We don’t know what’s going to happen here. I think we’re watching very closely. I’ve got a couple meetings coming up. I’ve got one in New York in a couple of weeks, I’ve got to decide whether I can go or not. In some situations, these decisions are being made for us because the meetings are being canceled. Some medical centers, I’ve heard of several now, are limiting travel. Certain medical centers are saying you cannot travel, if you’re on staff you cannot travel internationally. Some are even saying you can’t travel domestically. We need to make sure that physicians and healthcare professionals don’t get sick and get quarantined.
These dynamics may change over the upcoming weeks. There’s no vaccine, as most of you know, right now. The CDC, they’re scrambling. Researchers are working on this. We don’t have a vaccine right now, but again, get a flu vaccine if you haven’t had it. Make sure you’ve had the flu vaccine, because that might prevent confusion and prevent you from getting sick also.
These are some of the key points. Right now, we’re in a dynamic phase with this disease. If you’re older and you’re immunosuppressed, you’re a little more susceptible, but everyone should be cautious, using hand washing, being careful not to do unnecessary handshaking and sharing utensils, things like that. If you do get symptoms, you should report it. Many people will have mild symptoms, and if they can’t be tested yet, should still try to stay home and be quarantined, self-quarantined if you have to. Stay away from others, especially those that are more susceptible to this illness.
Most people that contract the coronavirus, this COVID-19, will not require hospitalization or medications of any kind. Most patients, PAH or not having PAH, are not going to require such medical care and will recover on their own. Some will require hospitalization and more intensive care. Most patients with PAH, if they get coronavirus, are going to do fine. They’ll probably be in that 80% plus that don’t get severe disease. If you do get a more a severe syndrome, the vast majority of people will survive this, unlike some of the earlier epidemics, like SARS and the Middle Eastern Respiration Syndrome, MERS. Again, I think the bottom line should be let’s take this seriously, let’s be careful. Keep up to date on what’s going on, on the news and the online, with this coronavirus, but let’s not panic. There’s no reason for panic, let’s just stay educated.
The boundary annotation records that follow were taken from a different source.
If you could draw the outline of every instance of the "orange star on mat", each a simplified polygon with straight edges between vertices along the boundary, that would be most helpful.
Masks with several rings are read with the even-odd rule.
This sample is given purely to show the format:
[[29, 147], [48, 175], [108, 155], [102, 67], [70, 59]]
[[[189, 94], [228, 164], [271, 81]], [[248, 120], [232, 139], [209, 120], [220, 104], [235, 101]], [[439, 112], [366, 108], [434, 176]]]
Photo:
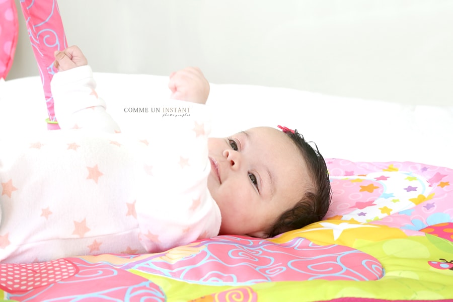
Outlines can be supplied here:
[[35, 149], [40, 149], [41, 147], [43, 145], [44, 145], [40, 142], [34, 142], [33, 143], [30, 144], [30, 147], [34, 148]]
[[52, 212], [49, 209], [49, 207], [48, 206], [45, 209], [41, 209], [41, 210], [42, 213], [41, 213], [41, 215], [42, 217], [45, 217], [46, 219], [49, 219], [49, 215], [52, 214]]
[[137, 212], [135, 211], [135, 202], [136, 200], [134, 200], [132, 203], [126, 202], [127, 205], [127, 213], [126, 216], [133, 216], [134, 218], [137, 218]]
[[87, 169], [88, 169], [88, 177], [87, 178], [87, 179], [92, 179], [97, 184], [98, 179], [99, 179], [99, 177], [104, 175], [104, 174], [99, 171], [99, 168], [98, 168], [98, 165], [96, 165], [93, 168], [87, 167]]
[[84, 220], [80, 222], [78, 222], [74, 220], [74, 232], [72, 232], [73, 235], [77, 235], [81, 238], [85, 236], [85, 233], [91, 231], [87, 226], [87, 218], [84, 218]]
[[199, 124], [197, 122], [195, 122], [193, 131], [195, 131], [197, 137], [201, 135], [204, 135], [205, 133], [204, 125], [203, 125], [202, 123], [201, 124]]
[[102, 244], [102, 242], [98, 242], [96, 240], [93, 242], [91, 245], [88, 246], [90, 249], [90, 253], [93, 253], [95, 251], [99, 251], [99, 247]]
[[160, 242], [159, 241], [159, 236], [155, 235], [148, 230], [148, 234], [145, 235], [149, 240], [153, 242]]
[[379, 189], [379, 187], [376, 187], [373, 184], [369, 184], [367, 186], [360, 186], [360, 189], [359, 192], [369, 192], [372, 193], [376, 189]]
[[115, 145], [118, 146], [119, 147], [121, 146], [121, 144], [120, 144], [120, 143], [119, 143], [117, 141], [115, 141], [114, 140], [111, 140], [110, 143], [112, 144], [114, 144]]
[[130, 247], [127, 247], [125, 251], [123, 251], [121, 252], [121, 254], [137, 254], [137, 252], [138, 251], [138, 250], [132, 250], [130, 248]]
[[183, 157], [179, 158], [179, 165], [181, 166], [181, 169], [184, 168], [186, 166], [189, 166], [189, 159], [186, 159]]
[[197, 207], [200, 205], [200, 203], [201, 202], [201, 201], [200, 199], [200, 197], [196, 199], [192, 200], [192, 205], [190, 206], [190, 207], [189, 208], [189, 210], [195, 210], [196, 209]]
[[449, 185], [450, 185], [450, 182], [448, 182], [448, 181], [446, 181], [446, 182], [441, 181], [441, 182], [440, 182], [440, 183], [439, 184], [437, 185], [439, 186], [439, 187], [440, 187], [441, 188], [443, 188], [443, 187], [445, 187], [445, 186], [449, 186]]
[[80, 146], [75, 142], [72, 142], [66, 144], [67, 144], [67, 150], [74, 150], [74, 151], [77, 151], [77, 148]]
[[2, 187], [3, 188], [2, 192], [2, 195], [8, 195], [11, 198], [11, 194], [15, 191], [17, 190], [17, 188], [13, 185], [13, 180], [10, 179], [6, 183], [2, 183]]
[[0, 235], [0, 249], [4, 249], [11, 243], [8, 239], [10, 233], [7, 233], [5, 235]]

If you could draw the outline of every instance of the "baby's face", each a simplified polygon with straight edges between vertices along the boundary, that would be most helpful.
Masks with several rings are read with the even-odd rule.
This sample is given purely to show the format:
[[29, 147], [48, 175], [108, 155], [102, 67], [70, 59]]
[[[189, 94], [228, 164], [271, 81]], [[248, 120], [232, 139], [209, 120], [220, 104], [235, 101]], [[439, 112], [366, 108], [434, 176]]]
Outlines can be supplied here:
[[267, 127], [210, 138], [208, 144], [208, 188], [221, 213], [220, 235], [265, 237], [307, 187], [297, 147], [282, 131]]

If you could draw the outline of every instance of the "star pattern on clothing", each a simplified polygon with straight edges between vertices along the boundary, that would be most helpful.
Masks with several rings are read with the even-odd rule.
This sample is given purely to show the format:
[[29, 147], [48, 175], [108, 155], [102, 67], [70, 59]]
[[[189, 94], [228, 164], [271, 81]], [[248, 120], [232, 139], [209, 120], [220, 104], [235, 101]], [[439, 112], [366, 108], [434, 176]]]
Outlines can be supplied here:
[[102, 242], [98, 242], [96, 240], [93, 241], [93, 243], [88, 246], [88, 248], [90, 249], [90, 253], [93, 253], [96, 251], [100, 251], [99, 248], [101, 247], [101, 244], [102, 244]]
[[88, 177], [87, 177], [87, 179], [92, 179], [97, 184], [98, 180], [99, 180], [99, 177], [104, 175], [104, 174], [99, 171], [98, 165], [96, 165], [93, 167], [87, 167], [87, 169], [88, 169]]
[[137, 218], [137, 212], [135, 211], [135, 202], [136, 200], [134, 200], [133, 202], [126, 202], [126, 205], [127, 206], [127, 213], [126, 216], [132, 216], [134, 218]]
[[404, 190], [406, 190], [406, 192], [411, 192], [412, 191], [417, 191], [417, 187], [412, 187], [412, 186], [408, 186], [407, 188], [405, 188]]
[[15, 191], [17, 191], [18, 189], [13, 185], [13, 180], [10, 179], [6, 183], [2, 183], [2, 195], [6, 195], [10, 198], [11, 194]]
[[11, 243], [8, 237], [10, 233], [7, 233], [4, 235], [0, 235], [0, 249], [5, 249]]
[[344, 231], [348, 229], [355, 229], [357, 228], [378, 228], [377, 225], [372, 225], [370, 224], [356, 224], [354, 223], [349, 223], [348, 222], [341, 222], [337, 224], [331, 222], [320, 222], [319, 224], [323, 226], [323, 228], [315, 228], [310, 229], [305, 231], [300, 231], [300, 233], [305, 233], [307, 232], [311, 232], [318, 230], [332, 230], [333, 233], [334, 240], [336, 241]]
[[85, 234], [91, 231], [87, 226], [87, 218], [84, 218], [84, 220], [81, 222], [78, 222], [74, 220], [74, 232], [72, 232], [73, 235], [77, 235], [81, 238], [85, 236]]
[[77, 148], [80, 146], [75, 142], [71, 142], [71, 143], [68, 143], [66, 144], [67, 144], [67, 149], [66, 149], [67, 150], [74, 150], [74, 151], [77, 151]]
[[153, 242], [161, 242], [159, 240], [159, 236], [153, 234], [149, 232], [149, 230], [148, 230], [148, 234], [145, 234], [145, 237], [147, 238], [148, 240], [152, 241]]
[[204, 125], [202, 123], [199, 124], [197, 122], [195, 122], [193, 131], [195, 131], [197, 137], [204, 135], [205, 134]]
[[128, 254], [130, 255], [131, 254], [137, 254], [137, 252], [138, 252], [138, 250], [133, 250], [130, 247], [128, 246], [127, 248], [126, 248], [126, 250], [121, 252], [121, 253]]
[[179, 157], [179, 165], [181, 169], [184, 169], [186, 166], [189, 166], [189, 159], [186, 159], [181, 156]]
[[41, 149], [44, 145], [40, 142], [34, 142], [30, 144], [30, 148]]
[[369, 184], [367, 186], [360, 186], [359, 192], [368, 192], [372, 193], [376, 189], [379, 189], [379, 187], [376, 187], [373, 184]]
[[41, 209], [41, 210], [42, 211], [41, 216], [45, 217], [46, 219], [49, 219], [49, 216], [52, 214], [48, 206], [45, 209]]
[[200, 203], [201, 202], [201, 200], [200, 197], [198, 198], [195, 198], [195, 199], [192, 200], [192, 205], [190, 206], [190, 207], [189, 208], [189, 210], [192, 210], [194, 211], [197, 209], [197, 208], [200, 206]]
[[94, 89], [91, 90], [91, 93], [90, 94], [90, 95], [94, 96], [95, 97], [96, 97], [96, 99], [99, 99], [99, 97], [98, 97], [98, 94], [96, 93], [96, 91]]

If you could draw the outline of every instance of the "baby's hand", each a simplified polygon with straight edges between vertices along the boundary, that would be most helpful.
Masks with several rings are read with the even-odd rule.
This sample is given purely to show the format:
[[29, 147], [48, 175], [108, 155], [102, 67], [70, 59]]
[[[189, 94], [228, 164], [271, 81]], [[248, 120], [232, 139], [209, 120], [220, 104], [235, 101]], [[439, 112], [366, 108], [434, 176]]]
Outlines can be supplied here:
[[209, 95], [209, 83], [197, 67], [172, 72], [168, 88], [172, 91], [172, 99], [192, 103], [206, 104]]
[[55, 56], [53, 65], [59, 71], [64, 71], [88, 64], [88, 61], [82, 50], [76, 46], [69, 47], [62, 51], [56, 50], [53, 55]]

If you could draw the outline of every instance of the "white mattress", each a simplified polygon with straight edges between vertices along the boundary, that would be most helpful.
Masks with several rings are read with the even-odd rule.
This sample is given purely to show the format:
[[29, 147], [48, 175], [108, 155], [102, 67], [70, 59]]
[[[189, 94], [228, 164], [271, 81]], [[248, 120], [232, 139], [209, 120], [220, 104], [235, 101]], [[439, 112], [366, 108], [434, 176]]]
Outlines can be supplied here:
[[[140, 125], [125, 107], [167, 98], [168, 78], [95, 73], [98, 94], [123, 132]], [[409, 161], [453, 168], [453, 106], [408, 105], [339, 97], [295, 90], [211, 84], [208, 105], [212, 136], [256, 126], [296, 128], [326, 158], [352, 161]], [[149, 118], [159, 118], [148, 114]], [[47, 131], [39, 77], [0, 81], [0, 132], [20, 139]], [[160, 129], [156, 129], [156, 131]], [[37, 135], [37, 134], [36, 134]]]

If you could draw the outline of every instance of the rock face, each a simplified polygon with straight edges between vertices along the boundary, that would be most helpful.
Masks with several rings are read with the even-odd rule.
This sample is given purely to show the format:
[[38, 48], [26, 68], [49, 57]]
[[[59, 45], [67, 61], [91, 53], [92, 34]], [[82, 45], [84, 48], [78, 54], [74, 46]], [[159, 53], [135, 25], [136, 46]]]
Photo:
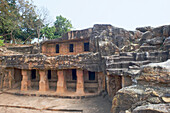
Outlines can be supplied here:
[[142, 66], [136, 85], [120, 89], [112, 102], [112, 112], [169, 113], [170, 60]]
[[[80, 44], [78, 41], [84, 42]], [[76, 42], [75, 45], [79, 45], [76, 50], [81, 49], [81, 53], [78, 51], [68, 55], [54, 54], [56, 43], [63, 42], [66, 43], [63, 44], [63, 52], [67, 52], [65, 48], [68, 49], [68, 44]], [[83, 50], [85, 42], [89, 44], [88, 52]], [[48, 52], [53, 53], [53, 56], [45, 52], [43, 54], [43, 49], [47, 49], [43, 44], [49, 44]], [[5, 51], [8, 53], [5, 54]], [[96, 24], [92, 28], [70, 31], [62, 38], [44, 41], [40, 45], [32, 45], [25, 49], [24, 47], [0, 49], [0, 69], [4, 71], [11, 68], [25, 70], [79, 68], [104, 73], [108, 80], [109, 96], [113, 98], [113, 113], [159, 113], [160, 109], [164, 109], [162, 112], [166, 113], [169, 110], [170, 95], [168, 59], [170, 59], [170, 25], [155, 28], [140, 27], [136, 28], [136, 31], [128, 31], [109, 24]], [[3, 80], [1, 84], [4, 81], [9, 83], [11, 79], [3, 74], [7, 73], [4, 71], [1, 71], [0, 80]], [[155, 104], [160, 106], [156, 107]]]

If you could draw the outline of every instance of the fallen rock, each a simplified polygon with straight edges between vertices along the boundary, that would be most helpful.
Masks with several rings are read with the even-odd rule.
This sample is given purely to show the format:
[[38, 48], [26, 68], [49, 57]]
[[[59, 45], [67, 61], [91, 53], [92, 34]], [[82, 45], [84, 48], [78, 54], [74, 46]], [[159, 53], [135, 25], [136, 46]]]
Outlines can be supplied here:
[[162, 97], [162, 100], [163, 100], [165, 103], [170, 103], [170, 97]]
[[163, 43], [163, 37], [155, 37], [152, 39], [146, 39], [146, 43], [150, 45], [161, 45]]
[[169, 104], [149, 104], [135, 108], [132, 113], [169, 113], [169, 112], [170, 112]]
[[141, 32], [146, 32], [146, 31], [151, 31], [152, 27], [151, 26], [146, 26], [146, 27], [137, 27], [136, 30], [139, 30]]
What I would say about patients who think they might’ve gotten this virus, they may have some cold symptoms, a cough, a fever. Sure, you need to contact medical personnel, but I wouldn’t just show up at an urgent care clinic. I would call ahead. If you’ve got a family doctor, let your doctor know and say, “Here’s the scoop. I think I’m getting something. I don’t know if it’s coronavirus, but I’m getting sick. Based on my symptoms, what do you think I should do?”
If someone’s having a high fever, is having difficulty breathing, they’re going to need to present for help, but they should be guided. Naturally, anytime someone is suddenly very, very sick, you call 911, but if you get to that point, I think that’s going to be pretty rare with a situation. You want to let any EMS personnel know that you’ve been having these kinds of symptoms so they can take proper caution. You always want to let the medical personnel at the clinic know upfront you’re coming, let ED know upfront you’re coming. It’s better for them to be able to give you some advice about how to handle it. I think in many, many cases patients can be monitored and can stay at home, but we started to want to ignore patients who are having more severe symptoms.
Well, folks, keep tuned in everybody on what’s going on with coronavirus and maybe we’ll talk again soon. Thank you.
My name is Vic Tapson, and I’m aware that my patients are rare.